Entity Resolution & Matching at Scale on the Bronze Layer

Entity resolution has become one of the hardest unsolved problems in modern UK Financial Services data platforms. This article sets out a Bronze-layer–anchored approach to resolving customers, accounts, and parties at scale using SCD2 as the temporal backbone. It explains how deterministic, fuzzy, and probabilistic matching techniques combine with blocking, clustering, and survivorship to produce persistent, auditable entity identities. By treating entity resolution as platform infrastructure rather than an application feature, firms can build defensible Customer 360 views, support point-in-time reconstruction, and meet growing FCA and PRA expectations.

Contents

Introduction: How UK Financial Services actually build Customer 360, Account 360 and Party 360 without collapsing under their own data

In modern UK Financial Services data platforms, the question “which source wins?” (precedence) is only half the problem. The harder and more fundamental question is: “are these even the same entity?”

Entity resolution (ER) — deciding whether two or more records represent the same real-world customer, account, party, household, or beneficial owner — is now one of the main reasons Customer 360, KYC, and risk modernisation programmes stall or fail.

This article describes how to design Bronze-layer–anchored entity resolution:

  • using SCD2 historical data as the temporal backbone,
  • applying deterministic, fuzzy, and probabilistic matching strategies,
  • maintaining persistent entity identifiers and clusters over time,
  • and doing all of this in a way that is regulator-defensible, rebuildable, and auditable under FCA/PRA scrutiny.

It is written from the perspective of a UK FS data platform where Bronze carries full temporal truth, Silver provides non-SCD current-state views, and higher layers build business context.

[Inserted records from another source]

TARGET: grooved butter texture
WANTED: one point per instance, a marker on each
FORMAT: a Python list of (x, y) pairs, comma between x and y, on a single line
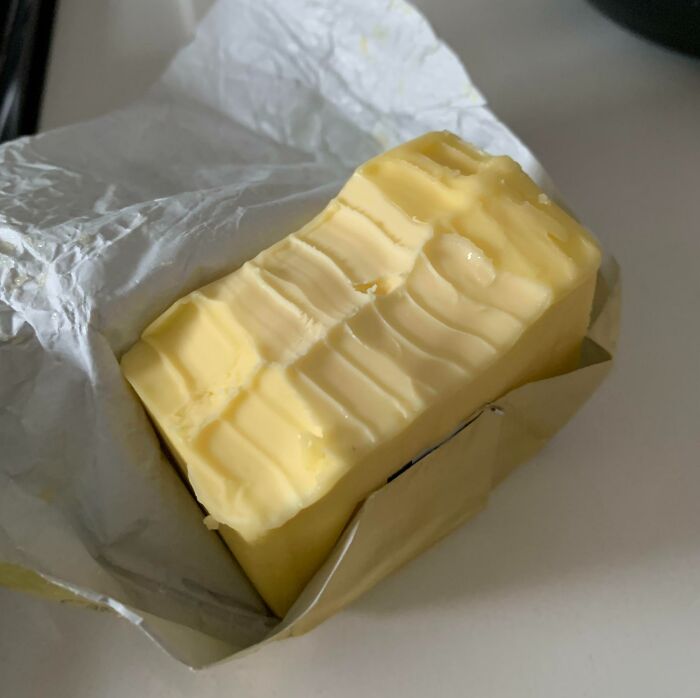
[(438, 279)]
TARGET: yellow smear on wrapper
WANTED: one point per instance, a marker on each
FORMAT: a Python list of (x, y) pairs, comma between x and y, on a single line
[(438, 279)]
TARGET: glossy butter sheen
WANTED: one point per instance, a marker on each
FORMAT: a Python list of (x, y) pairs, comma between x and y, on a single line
[(438, 279)]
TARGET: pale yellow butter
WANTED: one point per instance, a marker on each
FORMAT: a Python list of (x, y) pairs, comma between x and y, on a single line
[(438, 279)]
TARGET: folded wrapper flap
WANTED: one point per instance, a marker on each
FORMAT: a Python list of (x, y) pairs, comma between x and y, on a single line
[(103, 225)]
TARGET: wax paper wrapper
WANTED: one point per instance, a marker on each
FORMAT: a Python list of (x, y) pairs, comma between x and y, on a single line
[(252, 129)]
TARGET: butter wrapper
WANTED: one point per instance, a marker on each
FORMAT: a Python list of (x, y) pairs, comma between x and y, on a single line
[(250, 131)]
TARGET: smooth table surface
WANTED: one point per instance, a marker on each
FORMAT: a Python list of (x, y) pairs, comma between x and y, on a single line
[(582, 578)]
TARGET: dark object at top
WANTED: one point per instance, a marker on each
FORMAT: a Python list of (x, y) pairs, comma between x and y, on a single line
[(25, 35), (674, 23)]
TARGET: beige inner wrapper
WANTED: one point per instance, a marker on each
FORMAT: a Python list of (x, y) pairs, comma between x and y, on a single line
[(439, 492)]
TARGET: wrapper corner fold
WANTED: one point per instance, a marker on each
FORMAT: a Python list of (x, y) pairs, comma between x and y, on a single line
[(104, 224)]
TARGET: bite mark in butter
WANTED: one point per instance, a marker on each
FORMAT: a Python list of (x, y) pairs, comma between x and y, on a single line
[(437, 280)]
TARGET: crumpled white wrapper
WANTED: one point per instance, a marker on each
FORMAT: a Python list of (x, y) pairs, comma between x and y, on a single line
[(250, 131)]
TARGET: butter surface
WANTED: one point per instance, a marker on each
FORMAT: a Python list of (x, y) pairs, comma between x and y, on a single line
[(438, 279)]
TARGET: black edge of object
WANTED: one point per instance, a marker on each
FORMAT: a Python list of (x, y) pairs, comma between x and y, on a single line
[(673, 23), (26, 28)]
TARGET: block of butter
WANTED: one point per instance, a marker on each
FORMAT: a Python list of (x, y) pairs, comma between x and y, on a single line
[(438, 279)]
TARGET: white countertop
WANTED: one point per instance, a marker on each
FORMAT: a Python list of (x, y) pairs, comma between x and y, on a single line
[(582, 578)]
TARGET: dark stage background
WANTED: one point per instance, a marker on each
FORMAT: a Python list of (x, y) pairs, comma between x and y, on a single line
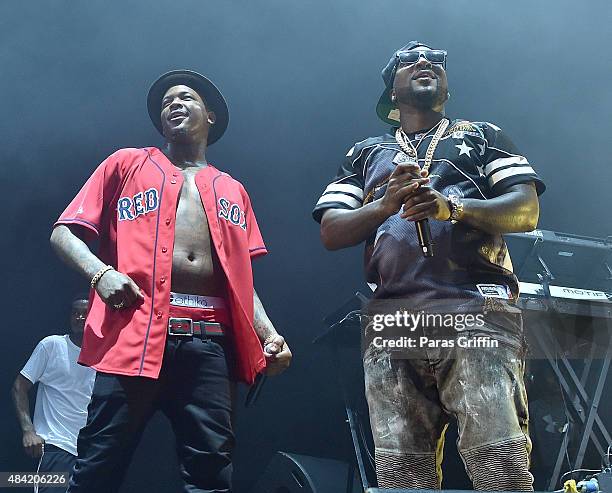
[(302, 80)]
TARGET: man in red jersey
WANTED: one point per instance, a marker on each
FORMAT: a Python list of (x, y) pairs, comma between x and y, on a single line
[(174, 318)]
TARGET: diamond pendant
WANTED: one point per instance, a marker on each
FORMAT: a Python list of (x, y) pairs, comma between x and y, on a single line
[(403, 158)]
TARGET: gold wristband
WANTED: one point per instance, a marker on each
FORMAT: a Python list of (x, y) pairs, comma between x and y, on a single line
[(269, 339), (98, 275)]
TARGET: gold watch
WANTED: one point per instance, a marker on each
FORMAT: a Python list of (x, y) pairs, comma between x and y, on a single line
[(456, 208)]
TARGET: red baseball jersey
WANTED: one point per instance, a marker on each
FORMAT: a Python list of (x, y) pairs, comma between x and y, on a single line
[(129, 204)]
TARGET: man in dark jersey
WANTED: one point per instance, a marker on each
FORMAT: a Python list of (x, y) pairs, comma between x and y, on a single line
[(472, 185)]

Without disciplined entity resolution, “Customer 360” degenerates into a naming convention rather than a defensible construct.

1. Problem Statement: Why Entity Resolution Is Now the Hard Problem

Before discussing techniques or architecture, it is necessary to understand why entity resolution has become one of the most persistent blockers in modern Financial Services data platforms. This section frames ER not as a data quality nuisance, but as a structural challenge created by scale, history, regulation, and fragmentation.

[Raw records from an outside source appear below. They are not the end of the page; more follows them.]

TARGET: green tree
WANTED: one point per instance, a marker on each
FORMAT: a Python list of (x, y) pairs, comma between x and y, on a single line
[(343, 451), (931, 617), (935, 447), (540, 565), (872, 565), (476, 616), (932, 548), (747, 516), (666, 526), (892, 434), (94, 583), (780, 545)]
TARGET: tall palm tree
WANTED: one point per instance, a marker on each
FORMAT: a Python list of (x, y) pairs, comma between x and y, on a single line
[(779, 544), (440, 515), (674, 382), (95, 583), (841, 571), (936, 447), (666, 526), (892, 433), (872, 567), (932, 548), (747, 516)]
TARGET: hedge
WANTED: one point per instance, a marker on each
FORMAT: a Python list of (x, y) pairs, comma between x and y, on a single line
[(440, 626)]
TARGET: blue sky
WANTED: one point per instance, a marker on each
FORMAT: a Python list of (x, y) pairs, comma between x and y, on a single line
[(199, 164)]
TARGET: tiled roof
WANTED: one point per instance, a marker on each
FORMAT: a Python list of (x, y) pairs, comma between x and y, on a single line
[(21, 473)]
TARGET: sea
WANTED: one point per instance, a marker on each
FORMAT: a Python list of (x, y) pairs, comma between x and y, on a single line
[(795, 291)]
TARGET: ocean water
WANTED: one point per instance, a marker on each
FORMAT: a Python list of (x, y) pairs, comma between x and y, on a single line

In earlier parts of this series we tackled:

  • SCD2 at the Bronze layer
  • Non-SCD Silver for current state
  • Advanced SCD2 optimisation
  • Golden-source precedence and point-in-time reconstruction

Those patterns answer questions like:

  • “What did our sources say, and when?”
  • “Which source wins for each attribute?”
  • “What did we believe on a given date?”

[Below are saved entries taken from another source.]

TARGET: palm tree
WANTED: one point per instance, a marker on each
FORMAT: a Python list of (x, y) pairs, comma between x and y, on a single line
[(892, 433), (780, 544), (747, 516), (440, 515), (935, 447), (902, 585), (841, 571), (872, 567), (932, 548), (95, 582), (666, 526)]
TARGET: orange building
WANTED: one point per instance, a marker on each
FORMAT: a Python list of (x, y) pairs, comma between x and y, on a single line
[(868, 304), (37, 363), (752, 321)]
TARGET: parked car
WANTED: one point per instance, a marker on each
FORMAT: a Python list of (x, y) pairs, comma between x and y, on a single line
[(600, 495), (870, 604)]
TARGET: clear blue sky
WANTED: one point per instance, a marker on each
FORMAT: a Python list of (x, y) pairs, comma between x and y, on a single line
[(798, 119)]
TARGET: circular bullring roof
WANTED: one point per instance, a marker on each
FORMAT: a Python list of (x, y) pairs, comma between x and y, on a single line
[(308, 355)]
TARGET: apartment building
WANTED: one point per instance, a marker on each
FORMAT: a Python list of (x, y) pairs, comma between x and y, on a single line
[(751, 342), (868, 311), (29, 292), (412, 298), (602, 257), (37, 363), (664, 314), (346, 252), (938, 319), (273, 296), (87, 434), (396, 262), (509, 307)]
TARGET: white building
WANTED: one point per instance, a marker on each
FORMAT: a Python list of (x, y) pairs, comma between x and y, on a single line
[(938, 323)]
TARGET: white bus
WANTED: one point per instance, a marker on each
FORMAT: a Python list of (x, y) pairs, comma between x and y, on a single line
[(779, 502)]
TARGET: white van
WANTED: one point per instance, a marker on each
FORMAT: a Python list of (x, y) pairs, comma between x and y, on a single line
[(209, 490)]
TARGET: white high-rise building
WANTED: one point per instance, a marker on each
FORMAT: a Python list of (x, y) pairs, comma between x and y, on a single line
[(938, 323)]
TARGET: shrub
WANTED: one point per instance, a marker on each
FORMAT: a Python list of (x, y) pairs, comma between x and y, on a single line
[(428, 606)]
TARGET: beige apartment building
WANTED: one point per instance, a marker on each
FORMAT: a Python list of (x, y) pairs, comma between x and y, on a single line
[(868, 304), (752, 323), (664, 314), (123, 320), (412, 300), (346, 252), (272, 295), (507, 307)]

But they assume we already know which records belong to which real-world entity. In practice:

  • The same person appears under slightly different names and addresses.
  • A customer has accounts across multiple product systems, each with its own identifiers.
  • Corporate entities are duplicated with small variations in LEI, registration, or trading names.
  • Household relationships and beneficial owners are distributed across KYC, CRM, and legacy systems.

So the next unavoidable question is:

Given all of these SCD2’d records from multiple systems, which ones actually represent the same entity — and which ones definitely do not?

That is the role of Entity Resolution (ER):

  • grouping records that refer to the same underlying entity,
  • assigning them a stable, persistent entity_id,
  • and keeping that mapping consistent and explainable over time.

Done well, ER becomes the spine of Customer 360, Account 360, Party 360 and KYC views.
Done badly (or not at all), it quietly undermines every downstream model and regulatory submission.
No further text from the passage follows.